The doe stuck her big black nose into the hay and snatched a clutch of it, chewing and swallowing in nervous gulps. Then another doe came out of the darkness and then, from around the Club House, came three more does and a fawn. Ginger sang on.

Round yon virgin
Mother and child
Holy infant
So tender and mild

Shock was giving way to small chuckles. Soon, everyone was raptly watching as the deer made their way through the bales. “Merry Christmas,” I heard Sherman say. “I think we’re seeing a real miracle.”

Sleep in heavenly peace,
Sleep in heavenly peace.

As Ginger finished, another voice picked up on her final, perfect note. It was a woman’s voice, deeper, throatier. Then a chorus of voices. In front of the Community Church stood a vast choir, dressed in gold. I thought at first it truly was an angelic host. Then a woman stepped out and sang “Silent Night” to the syncopated claps of the others, all swaying to a beat I had never imagined could be applied to the ancient song. I spotted a man standing apart from them, dressed in a suit of what appeared golden armor. It was actually gold lamé and wearing it was none other than the Reverend Julius “Little” Richard. The Mudhole Church of Distinct Christianity choir kept singing, and soon everybody was singing with them and clapping along. I looked and Ginger was doing a little dance on the Club House porch, singing and clapping enthusiastically in time with the Mudhole chorus.

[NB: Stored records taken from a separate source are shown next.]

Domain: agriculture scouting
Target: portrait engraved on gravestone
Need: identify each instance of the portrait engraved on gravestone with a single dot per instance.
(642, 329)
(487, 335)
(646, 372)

When the choir was finished, Little stood in front of them. “My friends, you were so kind to invite me and my flock to this gathering but we had a gathering of our own planned, I swan, and so we are a mite late. I invite you now to walk back with us, praising God all the way, to see all that there is to see.”

And so we did, all the people, leaving the famished deer to eat their fill. The Mudhole church choir in gold mixed in with the Coalwood church choir in maroon. They began to sing “Joy to the World.” Everybody joined in. I looked over my shoulder, and the deer were still happily eating the hay. To them, there was joy indeed.

As we passed the old mule barn, the site of our fictional manger, I could see Little’s church. Built into the front of the church were two perfectly round windows. With the light from inside the church shining through them, they looked like the sun and the moon. “What does it mean, Reverend?”

“What does it mean? Why, child, those windows are meant to be the potter’s wheels. Remember the verse from Jeremiah?”

Little walked on to be with the joined choirs gathered beneath the glowing circles. They began to sing “Go, Tell It on the Mountain.” I kept looking at Little’s windows.

Behold, as the clay is in the potter’s hand, so are ye in mine.

Every Christmas carol anybody could think of was sung, and we held hands or locked elbows and swayed in time with the music. Then, finally, I could feel the perfect thing was complete. Everybody else seemed to know it, too, and people started walking home in warm groups of the spiritually satiated. I walked behind my mother and father. They were holding hands, like school kids in love.